Vodafone launches 4G dongle, Wi-Fi unit



news National mobile operator Vodafone has launched two new mobile broadband devices — a USB dongle and a Wi-Fi unit — that will allow customers to access its new 4G mobile network at theoretical speeds up to 150Mbps, due to their support of the so-called ‘Category 4’ standard for mobile broadband.

The Vodafone Mobile Broadband USB stick and the Vodafone Pocket WiFi are both ‘Category 4’ (‘Cat 4’) enabled, which means customers can reach theoretical speeds up to 150Mbps. The new devices will allow customers to take full advantage of Vodafone’s lightning fast 4G network, which is built on the company’s contiguous 20MHz spectrum holdings in Sydney, Melbourne, Brisbane, Perth and Adelaide.

Customers can use the Vodafone Pocket WiFi as a portable hotspot, allowing them to connect up to ten devices at once.
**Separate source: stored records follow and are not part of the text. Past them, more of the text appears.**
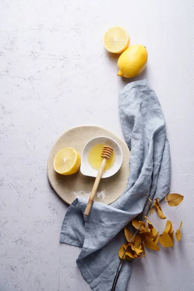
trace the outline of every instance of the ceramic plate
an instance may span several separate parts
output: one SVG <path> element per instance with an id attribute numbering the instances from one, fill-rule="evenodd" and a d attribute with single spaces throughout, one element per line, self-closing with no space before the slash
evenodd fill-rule
<path id="1" fill-rule="evenodd" d="M 126 188 L 129 175 L 130 152 L 125 142 L 107 129 L 98 126 L 77 127 L 64 132 L 56 141 L 50 151 L 48 163 L 48 175 L 52 188 L 68 204 L 70 204 L 76 197 L 88 199 L 95 178 L 83 175 L 80 170 L 76 174 L 66 176 L 58 174 L 53 168 L 54 157 L 60 149 L 65 147 L 75 148 L 81 156 L 87 142 L 99 136 L 112 138 L 119 145 L 123 152 L 123 161 L 116 174 L 100 181 L 95 200 L 110 204 L 120 197 Z"/>

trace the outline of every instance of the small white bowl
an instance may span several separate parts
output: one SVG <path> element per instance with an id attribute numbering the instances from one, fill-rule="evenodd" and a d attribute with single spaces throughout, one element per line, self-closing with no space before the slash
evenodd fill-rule
<path id="1" fill-rule="evenodd" d="M 120 146 L 114 140 L 106 136 L 97 136 L 92 139 L 87 143 L 83 148 L 81 154 L 81 162 L 80 170 L 85 176 L 96 178 L 97 171 L 95 170 L 90 165 L 88 161 L 88 153 L 90 149 L 98 144 L 105 144 L 111 146 L 115 153 L 115 162 L 113 166 L 104 172 L 102 178 L 108 178 L 118 172 L 123 162 L 123 153 Z"/>

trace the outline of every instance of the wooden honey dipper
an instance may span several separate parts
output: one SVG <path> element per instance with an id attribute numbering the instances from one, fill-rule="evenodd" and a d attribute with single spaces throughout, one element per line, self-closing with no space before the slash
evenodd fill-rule
<path id="1" fill-rule="evenodd" d="M 88 204 L 87 204 L 87 206 L 85 210 L 84 214 L 85 215 L 89 215 L 89 214 L 90 214 L 90 210 L 92 208 L 94 199 L 95 198 L 95 195 L 97 192 L 97 187 L 98 187 L 98 185 L 100 182 L 101 178 L 102 178 L 102 173 L 104 171 L 104 168 L 106 165 L 106 160 L 110 160 L 111 159 L 113 152 L 113 148 L 111 147 L 111 146 L 104 146 L 102 152 L 101 154 L 101 157 L 103 159 L 102 161 L 102 162 L 101 163 L 100 167 L 99 169 L 97 178 L 96 178 L 93 188 L 92 188 L 92 190 L 91 193 L 90 197 L 89 198 Z"/>

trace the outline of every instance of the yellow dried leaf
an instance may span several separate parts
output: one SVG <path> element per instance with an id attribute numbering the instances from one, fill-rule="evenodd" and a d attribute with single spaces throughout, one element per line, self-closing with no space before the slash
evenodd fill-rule
<path id="1" fill-rule="evenodd" d="M 152 200 L 151 200 L 151 199 L 150 198 L 149 198 L 149 197 L 147 198 L 149 200 L 149 201 L 150 201 L 151 204 L 151 205 L 152 205 Z"/>
<path id="2" fill-rule="evenodd" d="M 180 194 L 175 193 L 174 194 L 169 194 L 167 196 L 167 200 L 168 200 L 168 204 L 169 206 L 178 206 L 183 200 L 184 196 L 182 196 Z"/>
<path id="3" fill-rule="evenodd" d="M 139 255 L 140 254 L 141 254 L 142 253 L 143 253 L 143 250 L 140 250 L 139 249 L 135 247 L 134 246 L 134 245 L 133 245 L 131 244 L 131 249 L 133 250 L 133 251 L 134 251 L 135 252 L 135 253 L 137 255 Z"/>
<path id="4" fill-rule="evenodd" d="M 163 232 L 159 237 L 159 242 L 163 246 L 165 247 L 170 247 L 173 246 L 173 242 L 168 233 Z"/>
<path id="5" fill-rule="evenodd" d="M 146 256 L 145 248 L 145 246 L 144 246 L 144 243 L 142 243 L 142 249 L 143 249 L 143 255 L 142 256 L 142 257 L 145 257 Z"/>
<path id="6" fill-rule="evenodd" d="M 154 242 L 150 238 L 148 238 L 148 237 L 146 237 L 145 245 L 147 248 L 151 249 L 151 250 L 154 250 L 155 251 L 160 250 L 158 245 L 155 242 Z"/>
<path id="7" fill-rule="evenodd" d="M 170 230 L 172 227 L 172 222 L 169 220 L 167 220 L 166 222 L 166 227 L 165 227 L 164 232 L 166 232 L 166 233 L 168 233 L 170 232 Z"/>
<path id="8" fill-rule="evenodd" d="M 132 233 L 132 232 L 130 231 L 129 229 L 128 229 L 126 227 L 125 227 L 125 237 L 126 238 L 127 241 L 129 242 L 131 241 L 131 242 L 133 243 L 135 241 L 135 239 L 134 238 L 133 238 L 134 235 Z M 131 241 L 133 238 L 133 239 Z"/>
<path id="9" fill-rule="evenodd" d="M 155 237 L 153 238 L 154 239 L 153 239 L 153 241 L 155 243 L 158 243 L 158 240 L 159 239 L 159 237 L 160 237 L 160 236 L 158 235 L 159 234 L 159 232 L 158 231 L 158 232 L 157 232 L 156 233 L 156 235 L 155 235 Z"/>
<path id="10" fill-rule="evenodd" d="M 121 245 L 121 247 L 120 248 L 120 250 L 119 250 L 118 252 L 118 256 L 120 258 L 120 259 L 125 259 L 126 258 L 126 255 L 125 254 L 125 249 L 124 248 L 124 245 L 123 244 L 122 245 Z M 124 255 L 125 254 L 125 255 Z"/>
<path id="11" fill-rule="evenodd" d="M 175 236 L 178 242 L 180 241 L 180 239 L 181 238 L 181 233 L 180 232 L 180 230 L 179 229 L 177 229 L 175 233 Z"/>
<path id="12" fill-rule="evenodd" d="M 172 241 L 173 242 L 173 238 L 174 238 L 174 230 L 173 230 L 173 231 L 170 231 L 169 234 L 169 236 L 170 236 L 170 238 L 171 239 L 171 240 L 172 240 Z"/>
<path id="13" fill-rule="evenodd" d="M 155 200 L 155 202 L 154 202 L 154 207 L 156 210 L 158 216 L 161 219 L 165 219 L 166 217 L 162 212 L 158 198 L 156 198 Z"/>
<path id="14" fill-rule="evenodd" d="M 156 230 L 155 228 L 152 228 L 151 230 L 152 237 L 155 237 L 156 235 Z"/>

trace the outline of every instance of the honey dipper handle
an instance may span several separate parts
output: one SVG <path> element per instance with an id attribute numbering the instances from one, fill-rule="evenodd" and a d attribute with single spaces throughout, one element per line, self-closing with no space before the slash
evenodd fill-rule
<path id="1" fill-rule="evenodd" d="M 90 198 L 87 204 L 87 206 L 85 210 L 84 214 L 85 215 L 89 215 L 90 214 L 91 209 L 92 208 L 92 204 L 94 201 L 94 199 L 95 197 L 96 194 L 97 192 L 97 187 L 98 187 L 99 183 L 100 181 L 100 179 L 102 177 L 102 175 L 103 172 L 104 167 L 106 165 L 106 159 L 103 159 L 101 163 L 100 168 L 99 169 L 97 175 L 97 177 L 96 178 L 95 182 L 94 182 L 93 188 L 92 188 L 92 192 L 90 194 Z"/>

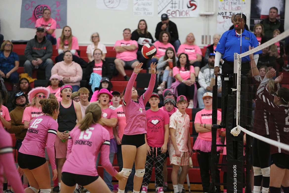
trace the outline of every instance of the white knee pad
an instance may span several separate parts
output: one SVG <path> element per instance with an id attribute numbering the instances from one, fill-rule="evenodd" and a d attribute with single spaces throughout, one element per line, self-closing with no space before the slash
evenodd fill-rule
<path id="1" fill-rule="evenodd" d="M 135 175 L 139 178 L 142 178 L 144 175 L 144 168 L 143 169 L 140 169 L 139 170 L 136 170 Z"/>
<path id="2" fill-rule="evenodd" d="M 254 170 L 254 175 L 261 176 L 262 175 L 262 171 L 261 170 L 261 168 L 259 167 L 255 167 L 253 166 L 253 169 Z"/>
<path id="3" fill-rule="evenodd" d="M 32 186 L 29 186 L 28 188 L 31 188 L 32 189 L 32 190 L 35 193 L 37 193 L 38 192 L 39 192 L 39 190 L 38 189 L 36 189 L 34 187 L 32 187 Z"/>
<path id="4" fill-rule="evenodd" d="M 270 177 L 270 167 L 261 168 L 262 175 L 264 177 Z"/>
<path id="5" fill-rule="evenodd" d="M 128 177 L 131 172 L 131 169 L 128 169 L 127 168 L 123 168 L 121 171 L 123 172 L 123 175 L 127 177 Z"/>
<path id="6" fill-rule="evenodd" d="M 50 193 L 51 192 L 51 189 L 49 188 L 48 189 L 40 189 L 40 192 L 43 192 L 43 193 Z"/>

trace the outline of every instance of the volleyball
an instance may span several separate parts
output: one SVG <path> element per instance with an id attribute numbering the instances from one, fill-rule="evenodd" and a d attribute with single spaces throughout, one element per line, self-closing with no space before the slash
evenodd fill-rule
<path id="1" fill-rule="evenodd" d="M 157 49 L 153 44 L 148 43 L 142 46 L 142 54 L 147 59 L 153 58 L 157 53 Z"/>

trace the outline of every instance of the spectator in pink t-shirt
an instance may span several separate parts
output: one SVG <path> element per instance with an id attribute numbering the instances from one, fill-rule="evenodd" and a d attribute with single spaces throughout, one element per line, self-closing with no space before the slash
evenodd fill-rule
<path id="1" fill-rule="evenodd" d="M 166 112 L 159 108 L 160 98 L 157 93 L 153 93 L 149 100 L 151 109 L 147 111 L 147 146 L 145 172 L 142 180 L 142 192 L 147 192 L 151 181 L 154 163 L 158 192 L 164 192 L 163 169 L 166 157 L 169 130 L 170 117 Z"/>
<path id="2" fill-rule="evenodd" d="M 196 131 L 199 133 L 197 139 L 195 142 L 193 149 L 197 152 L 198 162 L 200 165 L 202 185 L 204 192 L 208 192 L 210 186 L 210 179 L 212 171 L 211 169 L 211 149 L 212 145 L 212 109 L 213 93 L 207 92 L 203 97 L 205 109 L 197 113 L 195 117 L 194 125 Z M 218 111 L 217 124 L 221 123 L 222 115 L 221 112 Z M 221 130 L 217 130 L 217 145 L 222 144 L 221 138 L 219 136 L 221 134 Z M 217 154 L 215 160 L 216 164 L 219 162 L 220 151 L 222 147 L 217 146 Z M 217 171 L 218 170 L 218 171 Z M 215 177 L 216 183 L 220 183 L 220 170 L 216 168 Z M 216 186 L 216 192 L 220 192 L 220 185 Z"/>
<path id="3" fill-rule="evenodd" d="M 181 53 L 188 54 L 190 63 L 194 67 L 196 76 L 197 77 L 201 64 L 202 51 L 200 47 L 195 44 L 195 36 L 193 33 L 188 34 L 184 43 L 179 47 L 178 56 Z"/>
<path id="4" fill-rule="evenodd" d="M 130 39 L 130 30 L 126 28 L 123 30 L 123 39 L 118 40 L 113 49 L 116 52 L 116 59 L 114 60 L 115 67 L 127 81 L 129 77 L 127 76 L 124 67 L 134 69 L 139 62 L 137 59 L 136 52 L 138 45 L 135 40 Z"/>
<path id="5" fill-rule="evenodd" d="M 56 29 L 56 21 L 51 18 L 51 10 L 48 8 L 43 10 L 42 17 L 36 20 L 35 27 L 43 26 L 45 29 L 45 35 L 52 45 L 56 44 L 56 36 L 54 31 Z"/>

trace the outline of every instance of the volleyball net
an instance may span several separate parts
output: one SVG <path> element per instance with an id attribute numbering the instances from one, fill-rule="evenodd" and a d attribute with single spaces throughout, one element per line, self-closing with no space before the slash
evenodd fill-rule
<path id="1" fill-rule="evenodd" d="M 266 109 L 263 103 L 264 100 L 273 103 L 274 94 L 279 87 L 289 88 L 289 73 L 285 74 L 286 72 L 282 71 L 282 66 L 286 65 L 283 58 L 284 40 L 288 36 L 289 30 L 257 47 L 241 54 L 235 54 L 234 72 L 237 73 L 237 83 L 236 88 L 233 91 L 236 95 L 236 126 L 231 133 L 236 136 L 242 131 L 279 149 L 289 151 L 289 145 L 281 143 L 278 135 L 278 130 L 286 129 L 277 128 L 274 124 L 271 115 L 275 113 Z M 262 54 L 259 56 L 258 54 L 260 51 Z M 271 68 L 276 70 L 276 75 L 269 80 L 266 89 L 261 88 L 260 83 Z M 283 80 L 280 81 L 282 73 Z M 260 90 L 262 89 L 265 90 Z M 267 92 L 270 94 L 265 98 L 263 95 Z M 271 139 L 263 136 L 269 135 Z"/>

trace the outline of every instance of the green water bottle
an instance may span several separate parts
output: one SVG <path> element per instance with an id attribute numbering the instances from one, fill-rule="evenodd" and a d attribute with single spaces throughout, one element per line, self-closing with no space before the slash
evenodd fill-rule
<path id="1" fill-rule="evenodd" d="M 68 133 L 68 131 L 65 131 L 64 133 Z M 64 143 L 64 142 L 65 142 L 66 141 L 66 139 L 61 139 L 61 142 L 63 142 L 63 143 Z"/>

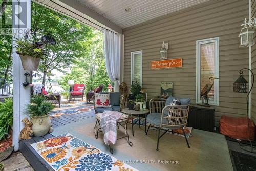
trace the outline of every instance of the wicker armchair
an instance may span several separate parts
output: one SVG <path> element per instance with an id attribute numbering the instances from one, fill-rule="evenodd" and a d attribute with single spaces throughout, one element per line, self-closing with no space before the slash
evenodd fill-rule
<path id="1" fill-rule="evenodd" d="M 43 88 L 44 89 L 44 86 L 43 86 Z M 42 90 L 43 88 L 42 88 Z M 33 97 L 34 96 L 33 94 L 34 90 L 33 86 L 31 86 L 30 91 L 31 91 L 31 97 Z M 44 96 L 44 97 L 46 97 L 46 100 L 47 101 L 47 102 L 51 104 L 58 104 L 59 108 L 60 108 L 60 102 L 61 100 L 61 96 L 60 96 L 60 94 L 59 93 L 54 93 L 51 94 L 48 94 L 44 95 L 42 93 L 42 91 L 41 91 L 41 93 L 39 93 L 39 94 Z"/>
<path id="2" fill-rule="evenodd" d="M 185 134 L 184 127 L 187 124 L 189 104 L 172 106 L 166 105 L 166 100 L 152 99 L 150 101 L 150 114 L 147 116 L 147 121 L 150 123 L 146 135 L 150 127 L 157 128 L 158 131 L 157 151 L 158 150 L 159 139 L 170 130 L 181 129 L 188 148 L 189 144 Z M 160 131 L 165 132 L 160 136 Z"/>
<path id="3" fill-rule="evenodd" d="M 78 87 L 83 87 L 83 90 L 78 90 Z M 84 89 L 86 86 L 84 84 L 74 84 L 73 86 L 72 90 L 71 90 L 69 92 L 69 100 L 71 100 L 72 99 L 75 99 L 76 98 L 80 98 L 83 100 L 83 97 L 84 96 Z"/>

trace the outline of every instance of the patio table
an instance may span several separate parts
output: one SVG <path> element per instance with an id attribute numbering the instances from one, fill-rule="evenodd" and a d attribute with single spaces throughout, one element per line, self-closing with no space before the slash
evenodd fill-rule
<path id="1" fill-rule="evenodd" d="M 133 109 L 130 110 L 129 108 L 126 108 L 123 109 L 122 110 L 122 112 L 124 113 L 125 114 L 126 114 L 127 115 L 129 115 L 129 116 L 131 117 L 132 118 L 132 130 L 133 132 L 133 136 L 134 136 L 134 131 L 133 131 L 133 126 L 137 123 L 138 121 L 139 121 L 139 126 L 140 128 L 140 115 L 144 115 L 145 117 L 145 133 L 146 132 L 146 114 L 148 114 L 150 112 L 150 110 L 148 110 L 147 109 L 144 109 L 143 110 L 141 111 L 135 111 Z M 139 119 L 135 122 L 135 123 L 133 123 L 133 115 L 138 115 L 139 117 Z"/>

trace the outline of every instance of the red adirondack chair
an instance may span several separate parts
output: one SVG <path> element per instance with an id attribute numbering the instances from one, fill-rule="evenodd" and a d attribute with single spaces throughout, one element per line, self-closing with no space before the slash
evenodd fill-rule
<path id="1" fill-rule="evenodd" d="M 103 106 L 108 106 L 110 104 L 110 100 L 109 99 L 106 99 L 106 101 L 103 103 Z"/>
<path id="2" fill-rule="evenodd" d="M 99 105 L 102 106 L 102 103 L 100 101 L 100 99 L 97 99 L 97 102 L 96 103 L 96 104 L 98 105 L 98 106 Z"/>

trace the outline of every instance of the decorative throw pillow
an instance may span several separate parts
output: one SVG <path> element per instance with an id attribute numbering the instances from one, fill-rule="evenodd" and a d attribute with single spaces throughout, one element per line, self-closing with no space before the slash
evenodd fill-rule
<path id="1" fill-rule="evenodd" d="M 95 107 L 110 107 L 110 94 L 100 94 L 95 93 Z"/>
<path id="2" fill-rule="evenodd" d="M 77 91 L 83 91 L 84 89 L 84 86 L 77 86 Z"/>
<path id="3" fill-rule="evenodd" d="M 180 108 L 174 107 L 179 105 L 181 105 L 181 103 L 180 102 L 180 99 L 174 99 L 170 103 L 171 106 L 173 106 L 174 107 L 172 107 L 169 109 L 169 117 L 179 117 L 180 116 L 180 112 L 177 111 L 176 110 L 174 110 L 174 109 L 180 109 Z M 173 120 L 173 121 L 178 121 L 179 120 L 178 118 L 176 118 L 175 120 Z"/>

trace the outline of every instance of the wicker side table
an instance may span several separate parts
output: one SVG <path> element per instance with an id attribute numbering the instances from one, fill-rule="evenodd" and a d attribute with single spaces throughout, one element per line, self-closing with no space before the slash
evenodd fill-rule
<path id="1" fill-rule="evenodd" d="M 129 110 L 128 108 L 123 109 L 122 110 L 122 112 L 126 114 L 129 115 L 132 118 L 132 130 L 133 132 L 133 136 L 134 136 L 133 131 L 133 126 L 139 121 L 139 126 L 140 128 L 140 115 L 144 115 L 145 117 L 145 133 L 146 132 L 146 114 L 150 112 L 150 110 L 147 109 L 145 109 L 142 111 L 135 111 L 134 110 Z M 133 123 L 133 115 L 138 115 L 139 117 L 139 120 L 137 120 L 135 123 Z"/>

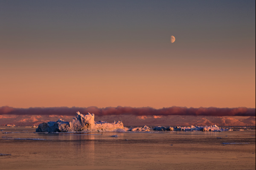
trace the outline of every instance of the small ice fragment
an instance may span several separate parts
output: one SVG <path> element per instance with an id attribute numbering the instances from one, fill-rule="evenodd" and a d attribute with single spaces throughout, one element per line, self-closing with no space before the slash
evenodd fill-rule
<path id="1" fill-rule="evenodd" d="M 249 144 L 250 143 L 222 143 L 221 144 Z"/>

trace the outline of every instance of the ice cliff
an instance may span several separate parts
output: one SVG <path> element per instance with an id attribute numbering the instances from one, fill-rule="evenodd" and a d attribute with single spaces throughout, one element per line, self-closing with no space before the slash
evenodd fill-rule
<path id="1" fill-rule="evenodd" d="M 70 122 L 61 119 L 56 122 L 44 122 L 38 125 L 36 132 L 66 132 L 71 131 L 104 132 L 124 131 L 121 121 L 108 123 L 104 121 L 94 122 L 94 114 L 86 115 L 76 112 L 76 116 Z"/>

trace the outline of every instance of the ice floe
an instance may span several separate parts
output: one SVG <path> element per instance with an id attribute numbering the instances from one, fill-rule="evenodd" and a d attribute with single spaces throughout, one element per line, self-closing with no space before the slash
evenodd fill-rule
<path id="1" fill-rule="evenodd" d="M 250 143 L 222 143 L 221 144 L 249 144 Z"/>
<path id="2" fill-rule="evenodd" d="M 105 121 L 94 122 L 94 114 L 89 113 L 86 115 L 76 112 L 76 116 L 70 122 L 61 119 L 57 122 L 49 122 L 40 124 L 36 132 L 122 132 L 123 124 L 121 121 L 108 123 Z"/>
<path id="3" fill-rule="evenodd" d="M 232 131 L 232 130 L 228 128 L 221 128 L 216 125 L 213 126 L 194 126 L 188 127 L 176 126 L 175 127 L 165 127 L 164 126 L 158 126 L 154 128 L 154 130 L 185 130 L 185 131 L 213 131 L 221 132 L 223 131 Z"/>
<path id="4" fill-rule="evenodd" d="M 128 131 L 150 131 L 150 128 L 146 126 L 145 125 L 143 128 L 128 128 L 127 130 Z"/>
Vodafone is offering a 15 percent discount for customers who purchase a 4G Mobile Broadband USB Stick or Pocket WiFi device on their existing postpaid account. The offer runs until 2 April 2014.

Vodafone’s General Manager of Devices, Katie Turkal, said: “We are seeing a strong demand for mobile broadband products, especially from people who don’t want a permanent fixed-broadband connection, students, those living in share accommodation and people who simply don’t want to be locked into a contract.”

“Increasingly, Australians are ditching fixed internet connections in favour of the convenience and portability of mobile data. What’s more Vodafone 4G can offer speeds up to two and a half times faster than standard ADSL connection.”

“According to the Organisation for Economic Cooperation and Development’s (OECD)* latest statistics the wireless broadband penetration in Australia surged 13% between December 2012 and June 2013. The latest data from the Australian Bureau of Statistics (ABS) shows that at June 2013, there were 6.15 million mobile wireless internet subscribers, an increase of five per cent on the previous year. Mobile internet is becoming increasingly popular and people want access to fast reliable data speeds.”

“Taking the internet to the beach, on the train, or to the cafe is what customers increasingly want,” Turkal said. Pricing for the two units is as follows:


Image credit: Vodafone


  1. Renai, what exactly is “so called” about Cat 4 LTE?

    LTE air interfaces, like all HSUPA releases before it, like all HSDPA releases before it, and like all UMTS releases before it, are defined by 3GPP.

    The original LTE (3GPP release 8) defined 5 categories of LTE, from Cat 1 (10 Mbps) to Cat 5 (300 Mbps). These are international standards and as well defined as they can be, there is nothing “so called” about them!

  2. The whole article sounds like an advert to me, are you getting a kick back from Vodafone Renai ?????

  3. ” lightning fast 4G network” and “can reach theoretical speeds up to 150Mbps” are really two different things.

    Latency a reflection of the time it takes for data travese the network whilst 150mbps is the amount of data capable of traversing the network in the given time/latency.

    Now mobile phone networks are notoriously slow when it comes to latency whilst the claim that customers can reach 150mbps is quite dubious.

    I know how much bandwidth VHA have in Sydney at a particular megapop and 150mbps is a sizeable quantity of what they have provisioned.

    You might reach 150mbps at 3am (and even then you would be competing with the the insomniac brigade) so ultimately, for real world purposes, no one will ever get 150mbps, ever.

    If i was the ACCC claims like this should be seriously challenged. Time and again providers get away with offering oversubscribed, congested services, making outlandish claims that the media are happy to publish with minimal caveats (coz it sounds just so clunky you know to warn customers that proffered service is seriously compromised)

    As for the rest of the article, $50 bucks for 8Gb is just such an utter ripoff especially since the bulk of the usage comes off a 10 gbps Akamai peering point that is located in the major megapops and would probably be costing $0.000010 per MB.

    Lastly how the hell can this Director of VHA claim they are seeing strong demand when their churn loss is in a terminal dive. Strong demand for their competitors services more like it.

    • 1984, I won’t say your comment is wrong, it’s just that… ok, it’s wrong.

      Nowhere in the article is latency mentioned. The statement that the network is “lightning fast” is more to do with throughput, which is again covered when theoretical maximum of said throughput is mentioned.

      On the subject of latency, I’m not sure how you can say mobile networks are “notoriously slow” in regards to latency. Even on 3G, I enjoy sub 30ms pings locally (Perth) and no more than 90ms Australia wide. No doubt 4G will be lower still.

      Finally, saying the ACCC should challenge anything about the claimed maximum theoretical throughput is ridiculous. Vodafone and any other telco or ISP quite rightly advertise “up to” a certain speed. I know customers used to get bent out of shape when ADSL2 came out, saying they were misled about speeds when they got less than 24Mbps, when in reality, no ISP promises 24Mbps, the same way Vodafone aren’t promising 150Mbps on their 4G network.